RN : Le marché roumain se développe actuellement à un rythme rapide, et nous contribuons à éduquer les consommateurs roumains. Bien que les volumes réalisés soient encore faibles par rapport aux marchés matures, les perspectives sont bonnes. Dans notre cas, nous avons augmenté nos volumes vers les pays de l’UE en raison des coûts de transport moins élevés et de la paperasserie minimale. Cependant, le Royaume-Uni représente toujours le principal marché pour nos myrtilles.
La disponibilité de la main-d’œuvre est-elle un problème ?
RN : La main-d’œuvre représente un défi majeur. Nous avons eu l’avantage de travailler avec des ouvriers qui ont beaucoup d’expérience dans des fermes en Espagne, en Italie, aux Pays-Bas, en Allemagne ou au Royaume-Uni. Ils sont devenus des chefs d’équipe et ont formé d’autres cueilleurs dans notre plantation. Le gouvernement roumain a lancé une série de mesures par lesquelles il souhaite rendre le marché du travail agricole attractif. À partir de juin 2022, la valeur du salaire minimum dans l’agriculture et l’industrie alimentaire a augmenté de 32 %. Des réductions d’impôts sur les revenus ont également été appliquées.
Cette année, nous avons fait appel à des travailleurs d’Asie pour la première fois dans le cadre d’un projet pilote. L’intégration a été bonne, tout comme les résultats obtenus. Je pense que nous poursuivrons ce projet l’année prochaine.
Poursuivez-vous vos efforts en matière de durabilité malgré tous les défis ?
RN : La durabilité est dans notre ADN. La direction a pris la décision que toute la zone devienne biologique dans les trois prochaines années, une décision courageuse mais qui reflète notre philosophie envers l’environnement et un mode de vie sain.
Depuis 2021, nous avons réussi à utiliser exclusivement des barquettes 100% rPET. Cette année, nous avons utilisé des emballages en carton, dont la part augmentera sensiblement dans les deux prochaines années.

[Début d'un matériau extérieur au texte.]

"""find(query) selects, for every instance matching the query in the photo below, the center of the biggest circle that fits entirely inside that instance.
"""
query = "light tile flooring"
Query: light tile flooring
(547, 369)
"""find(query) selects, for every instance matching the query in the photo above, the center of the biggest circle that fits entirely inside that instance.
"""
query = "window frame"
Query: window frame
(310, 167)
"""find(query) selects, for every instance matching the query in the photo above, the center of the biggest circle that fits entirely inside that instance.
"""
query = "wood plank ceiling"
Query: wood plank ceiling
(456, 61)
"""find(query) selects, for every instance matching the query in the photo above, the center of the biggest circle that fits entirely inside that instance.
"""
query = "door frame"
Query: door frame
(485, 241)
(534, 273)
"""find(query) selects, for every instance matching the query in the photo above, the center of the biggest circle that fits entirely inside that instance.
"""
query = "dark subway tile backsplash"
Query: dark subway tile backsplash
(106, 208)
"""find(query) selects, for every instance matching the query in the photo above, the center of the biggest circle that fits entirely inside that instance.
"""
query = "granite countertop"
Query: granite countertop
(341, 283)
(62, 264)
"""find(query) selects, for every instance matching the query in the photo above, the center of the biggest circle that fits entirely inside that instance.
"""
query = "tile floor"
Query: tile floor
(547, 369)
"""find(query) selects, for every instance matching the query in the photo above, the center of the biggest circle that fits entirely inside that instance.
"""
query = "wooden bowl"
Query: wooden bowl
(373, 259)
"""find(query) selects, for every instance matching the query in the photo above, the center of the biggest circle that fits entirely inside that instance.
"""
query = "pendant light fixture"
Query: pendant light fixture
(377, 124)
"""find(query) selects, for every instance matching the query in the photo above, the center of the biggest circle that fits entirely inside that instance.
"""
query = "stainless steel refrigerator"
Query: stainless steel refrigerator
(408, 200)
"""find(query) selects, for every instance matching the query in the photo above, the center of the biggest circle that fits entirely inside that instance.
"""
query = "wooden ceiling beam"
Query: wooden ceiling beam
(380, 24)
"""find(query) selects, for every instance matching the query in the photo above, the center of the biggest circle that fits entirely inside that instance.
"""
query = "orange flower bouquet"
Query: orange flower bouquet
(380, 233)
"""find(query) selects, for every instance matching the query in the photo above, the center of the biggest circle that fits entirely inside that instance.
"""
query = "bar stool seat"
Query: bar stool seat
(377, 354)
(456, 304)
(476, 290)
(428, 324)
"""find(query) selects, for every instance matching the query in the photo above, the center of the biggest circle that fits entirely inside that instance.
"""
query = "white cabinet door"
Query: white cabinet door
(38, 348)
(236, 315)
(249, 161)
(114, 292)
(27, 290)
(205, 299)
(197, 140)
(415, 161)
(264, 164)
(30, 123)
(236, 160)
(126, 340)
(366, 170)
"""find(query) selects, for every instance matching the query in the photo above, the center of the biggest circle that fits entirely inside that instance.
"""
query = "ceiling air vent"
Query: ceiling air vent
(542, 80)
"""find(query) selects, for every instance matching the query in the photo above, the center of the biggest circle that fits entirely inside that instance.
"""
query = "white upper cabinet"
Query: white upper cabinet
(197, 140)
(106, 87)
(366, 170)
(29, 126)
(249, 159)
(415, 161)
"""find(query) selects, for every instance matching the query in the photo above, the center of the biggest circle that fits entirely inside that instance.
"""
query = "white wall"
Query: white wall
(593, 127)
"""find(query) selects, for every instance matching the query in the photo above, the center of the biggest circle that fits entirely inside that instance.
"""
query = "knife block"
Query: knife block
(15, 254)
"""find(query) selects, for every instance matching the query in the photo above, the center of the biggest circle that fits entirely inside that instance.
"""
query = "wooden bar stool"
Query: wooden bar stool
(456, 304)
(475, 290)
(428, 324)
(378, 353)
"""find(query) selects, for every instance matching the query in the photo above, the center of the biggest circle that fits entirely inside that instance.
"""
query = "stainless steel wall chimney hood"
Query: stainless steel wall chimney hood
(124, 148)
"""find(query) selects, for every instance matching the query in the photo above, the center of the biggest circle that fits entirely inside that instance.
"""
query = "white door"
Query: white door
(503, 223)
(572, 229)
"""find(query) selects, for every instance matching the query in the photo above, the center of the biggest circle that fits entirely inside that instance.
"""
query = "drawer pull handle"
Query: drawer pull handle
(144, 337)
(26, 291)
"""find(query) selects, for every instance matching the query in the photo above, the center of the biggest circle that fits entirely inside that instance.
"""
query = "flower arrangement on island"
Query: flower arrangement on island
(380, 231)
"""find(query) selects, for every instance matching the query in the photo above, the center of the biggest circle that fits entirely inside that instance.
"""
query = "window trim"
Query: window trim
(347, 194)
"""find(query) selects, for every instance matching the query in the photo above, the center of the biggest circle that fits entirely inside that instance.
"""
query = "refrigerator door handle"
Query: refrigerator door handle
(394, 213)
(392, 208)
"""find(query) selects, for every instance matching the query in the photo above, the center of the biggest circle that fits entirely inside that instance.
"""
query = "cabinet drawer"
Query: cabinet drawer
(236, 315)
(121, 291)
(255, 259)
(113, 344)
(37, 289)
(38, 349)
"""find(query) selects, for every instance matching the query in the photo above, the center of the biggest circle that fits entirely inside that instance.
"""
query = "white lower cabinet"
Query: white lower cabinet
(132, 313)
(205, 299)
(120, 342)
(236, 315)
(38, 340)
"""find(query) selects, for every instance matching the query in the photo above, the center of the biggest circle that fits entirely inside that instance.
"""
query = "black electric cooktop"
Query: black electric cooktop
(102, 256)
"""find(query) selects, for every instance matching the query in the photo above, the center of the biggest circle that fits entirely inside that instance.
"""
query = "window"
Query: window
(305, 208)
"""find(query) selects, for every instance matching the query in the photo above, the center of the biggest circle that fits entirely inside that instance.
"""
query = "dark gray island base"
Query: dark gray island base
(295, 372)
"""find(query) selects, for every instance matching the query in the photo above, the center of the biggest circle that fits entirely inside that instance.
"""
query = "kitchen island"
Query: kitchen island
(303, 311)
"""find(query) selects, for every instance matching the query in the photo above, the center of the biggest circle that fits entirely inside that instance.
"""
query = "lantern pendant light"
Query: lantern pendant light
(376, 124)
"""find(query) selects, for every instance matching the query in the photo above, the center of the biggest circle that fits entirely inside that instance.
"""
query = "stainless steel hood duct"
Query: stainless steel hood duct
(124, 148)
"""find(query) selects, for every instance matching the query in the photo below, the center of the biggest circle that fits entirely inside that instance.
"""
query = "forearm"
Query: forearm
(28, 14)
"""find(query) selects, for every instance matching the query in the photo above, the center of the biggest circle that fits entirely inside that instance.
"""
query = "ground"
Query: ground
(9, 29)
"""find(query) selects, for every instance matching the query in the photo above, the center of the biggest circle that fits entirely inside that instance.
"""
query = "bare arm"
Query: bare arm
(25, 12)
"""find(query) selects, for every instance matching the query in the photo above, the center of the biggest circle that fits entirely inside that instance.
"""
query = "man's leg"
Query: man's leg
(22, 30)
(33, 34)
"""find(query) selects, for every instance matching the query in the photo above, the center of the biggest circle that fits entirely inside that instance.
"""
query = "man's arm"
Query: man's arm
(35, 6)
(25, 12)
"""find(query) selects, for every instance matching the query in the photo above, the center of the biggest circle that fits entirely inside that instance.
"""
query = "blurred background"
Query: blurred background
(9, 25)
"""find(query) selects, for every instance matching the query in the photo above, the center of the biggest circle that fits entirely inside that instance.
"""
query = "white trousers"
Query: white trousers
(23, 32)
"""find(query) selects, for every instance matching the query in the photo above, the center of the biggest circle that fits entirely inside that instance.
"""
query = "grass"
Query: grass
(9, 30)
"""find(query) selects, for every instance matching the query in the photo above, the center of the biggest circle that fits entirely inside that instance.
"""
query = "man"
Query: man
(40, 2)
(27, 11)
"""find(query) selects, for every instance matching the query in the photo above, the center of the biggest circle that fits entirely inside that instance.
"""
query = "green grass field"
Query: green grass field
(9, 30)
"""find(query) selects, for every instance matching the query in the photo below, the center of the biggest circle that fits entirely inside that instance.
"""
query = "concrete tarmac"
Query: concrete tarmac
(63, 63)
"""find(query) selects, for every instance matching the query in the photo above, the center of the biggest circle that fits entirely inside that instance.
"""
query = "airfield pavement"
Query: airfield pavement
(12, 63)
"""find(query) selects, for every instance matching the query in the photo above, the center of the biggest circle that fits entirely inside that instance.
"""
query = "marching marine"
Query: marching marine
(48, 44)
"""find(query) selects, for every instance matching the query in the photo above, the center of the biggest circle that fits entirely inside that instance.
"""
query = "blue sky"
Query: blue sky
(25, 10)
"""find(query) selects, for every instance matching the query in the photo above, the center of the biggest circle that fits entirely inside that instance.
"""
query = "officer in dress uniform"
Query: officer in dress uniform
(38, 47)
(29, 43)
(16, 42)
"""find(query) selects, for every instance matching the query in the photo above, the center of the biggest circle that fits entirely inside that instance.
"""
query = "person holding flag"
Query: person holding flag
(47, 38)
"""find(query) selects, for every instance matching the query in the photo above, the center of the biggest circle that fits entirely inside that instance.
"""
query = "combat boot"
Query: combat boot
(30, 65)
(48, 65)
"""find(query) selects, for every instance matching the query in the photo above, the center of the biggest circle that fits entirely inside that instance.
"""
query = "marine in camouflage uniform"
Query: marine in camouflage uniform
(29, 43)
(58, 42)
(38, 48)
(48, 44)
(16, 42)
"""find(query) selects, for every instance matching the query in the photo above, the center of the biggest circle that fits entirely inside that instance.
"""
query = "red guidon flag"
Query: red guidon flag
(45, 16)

Nous avons créé des bordures vertes autour de la plantation et l’année prochaine, nous investirons dans un système photovoltaïque. Cela nous permettra de réduire nos coûts d’électricité et, en même temps, d’utiliser autant que possible de l’énergie verte. La durabilité est la direction que nous suivons, mais les mesures doivent être alignées sur la réalité. Il faut le faire avec beaucoup de soin afin que les investissements nécessaires pendant la période de transition puissent être acceptés par le consommateur. Nous sommes convaincus que nous réussirons.